Clean-up begins for Australian chemical weapons

A $35 million clean-up is currently underway at a former World War II U.S. military depot in Columboola on the Western Downs in Australia as experts search for dumped chemical weapons, many of which may contain mustard gas.

According to Colin Trinder, director of environmental impact management for Australia's Department of Defense, many of the 144 shells that were found at the Columboola site in 2009 were found to be carrying active agent of mustard gas, “Mustard H,” The Chronicle reports. 

“They are all still as dangerous as they ever were and they were designed to kill,” Trinder said, according to The Chronicle. “We are dealing with a higher level of risk than we had previously been aware of.”

While specialist contractors from the Australian Millsearch company continue the task of searching the 160-hectare area with metal detectors, a team of U.S. experts on chemical weapons has been repackaging the shells in steel tubes and sealing them in containers to avoid risk to the people on the site.

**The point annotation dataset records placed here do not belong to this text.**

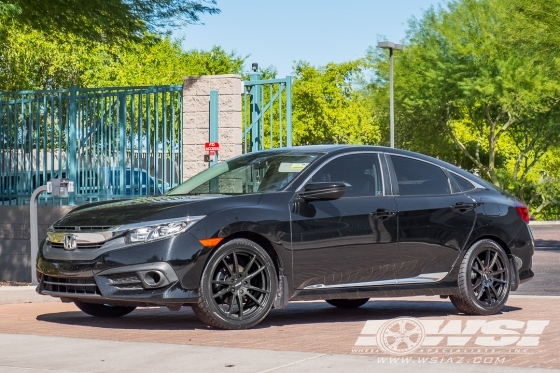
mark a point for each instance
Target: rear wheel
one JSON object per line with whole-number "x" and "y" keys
{"x": 347, "y": 303}
{"x": 484, "y": 279}
{"x": 238, "y": 286}
{"x": 103, "y": 310}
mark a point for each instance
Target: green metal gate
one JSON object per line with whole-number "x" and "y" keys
{"x": 112, "y": 142}
{"x": 267, "y": 113}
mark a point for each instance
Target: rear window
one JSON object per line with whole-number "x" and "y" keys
{"x": 463, "y": 183}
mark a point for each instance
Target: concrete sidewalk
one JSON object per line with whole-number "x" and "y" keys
{"x": 24, "y": 353}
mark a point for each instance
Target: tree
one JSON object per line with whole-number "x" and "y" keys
{"x": 103, "y": 20}
{"x": 460, "y": 81}
{"x": 30, "y": 59}
{"x": 327, "y": 107}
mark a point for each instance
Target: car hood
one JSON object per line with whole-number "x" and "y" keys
{"x": 115, "y": 213}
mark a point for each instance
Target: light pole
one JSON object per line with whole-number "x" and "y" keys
{"x": 389, "y": 45}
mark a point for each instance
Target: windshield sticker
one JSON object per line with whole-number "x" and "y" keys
{"x": 291, "y": 167}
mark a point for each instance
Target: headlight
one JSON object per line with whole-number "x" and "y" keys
{"x": 149, "y": 231}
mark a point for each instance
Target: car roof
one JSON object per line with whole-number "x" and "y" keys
{"x": 341, "y": 148}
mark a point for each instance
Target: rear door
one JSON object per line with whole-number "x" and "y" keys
{"x": 434, "y": 221}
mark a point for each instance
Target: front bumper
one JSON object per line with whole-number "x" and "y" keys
{"x": 161, "y": 273}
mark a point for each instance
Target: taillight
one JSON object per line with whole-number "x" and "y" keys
{"x": 523, "y": 211}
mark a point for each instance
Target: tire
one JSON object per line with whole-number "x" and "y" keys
{"x": 238, "y": 286}
{"x": 103, "y": 310}
{"x": 347, "y": 303}
{"x": 484, "y": 279}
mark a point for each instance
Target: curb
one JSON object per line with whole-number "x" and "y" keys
{"x": 22, "y": 294}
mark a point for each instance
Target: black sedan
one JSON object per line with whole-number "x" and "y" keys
{"x": 338, "y": 223}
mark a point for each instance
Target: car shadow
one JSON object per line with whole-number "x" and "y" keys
{"x": 297, "y": 313}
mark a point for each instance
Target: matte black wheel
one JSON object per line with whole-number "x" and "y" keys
{"x": 238, "y": 286}
{"x": 484, "y": 279}
{"x": 347, "y": 303}
{"x": 103, "y": 310}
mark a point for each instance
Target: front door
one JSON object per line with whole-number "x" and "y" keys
{"x": 351, "y": 240}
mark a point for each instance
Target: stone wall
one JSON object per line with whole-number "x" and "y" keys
{"x": 15, "y": 245}
{"x": 196, "y": 119}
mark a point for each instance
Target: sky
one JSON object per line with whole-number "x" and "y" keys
{"x": 279, "y": 32}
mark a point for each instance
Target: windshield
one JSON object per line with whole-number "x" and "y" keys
{"x": 251, "y": 173}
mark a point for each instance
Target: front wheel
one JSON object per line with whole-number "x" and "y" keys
{"x": 484, "y": 279}
{"x": 103, "y": 310}
{"x": 238, "y": 286}
{"x": 347, "y": 303}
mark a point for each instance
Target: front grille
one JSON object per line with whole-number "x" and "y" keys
{"x": 80, "y": 229}
{"x": 71, "y": 286}
{"x": 81, "y": 246}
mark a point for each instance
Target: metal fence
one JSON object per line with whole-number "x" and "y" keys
{"x": 112, "y": 142}
{"x": 267, "y": 113}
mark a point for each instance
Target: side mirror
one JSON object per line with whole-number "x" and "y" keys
{"x": 323, "y": 191}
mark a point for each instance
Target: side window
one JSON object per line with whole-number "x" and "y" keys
{"x": 463, "y": 183}
{"x": 360, "y": 172}
{"x": 417, "y": 178}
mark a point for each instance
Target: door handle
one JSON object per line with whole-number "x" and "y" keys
{"x": 383, "y": 214}
{"x": 463, "y": 207}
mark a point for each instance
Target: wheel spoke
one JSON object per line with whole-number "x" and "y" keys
{"x": 488, "y": 295}
{"x": 494, "y": 291}
{"x": 477, "y": 284}
{"x": 233, "y": 299}
{"x": 254, "y": 299}
{"x": 479, "y": 295}
{"x": 480, "y": 263}
{"x": 258, "y": 289}
{"x": 227, "y": 267}
{"x": 221, "y": 292}
{"x": 477, "y": 270}
{"x": 408, "y": 342}
{"x": 255, "y": 273}
{"x": 235, "y": 263}
{"x": 240, "y": 306}
{"x": 493, "y": 261}
{"x": 249, "y": 265}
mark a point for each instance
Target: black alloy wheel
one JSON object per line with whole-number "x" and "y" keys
{"x": 484, "y": 279}
{"x": 238, "y": 286}
{"x": 347, "y": 303}
{"x": 103, "y": 310}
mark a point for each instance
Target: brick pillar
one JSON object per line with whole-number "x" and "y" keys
{"x": 196, "y": 119}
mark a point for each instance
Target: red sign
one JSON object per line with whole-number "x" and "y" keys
{"x": 211, "y": 146}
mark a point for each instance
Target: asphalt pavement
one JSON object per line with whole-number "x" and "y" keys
{"x": 306, "y": 337}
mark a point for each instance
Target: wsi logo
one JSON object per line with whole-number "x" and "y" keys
{"x": 405, "y": 335}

“Nobody has touched this stuff since World War II,” Trinder said, according to The Chronicle. “We have had 4,000 hits on the ground with metal detectors. Most will be scrap metal but some may well be burial pits. It is very likely there are other pits that contain high explosive and chemical rounds.”

According to Trinder, records show that there may have been as many as 500,000 chemical rounds stored at the Columboola site at a time during World War II.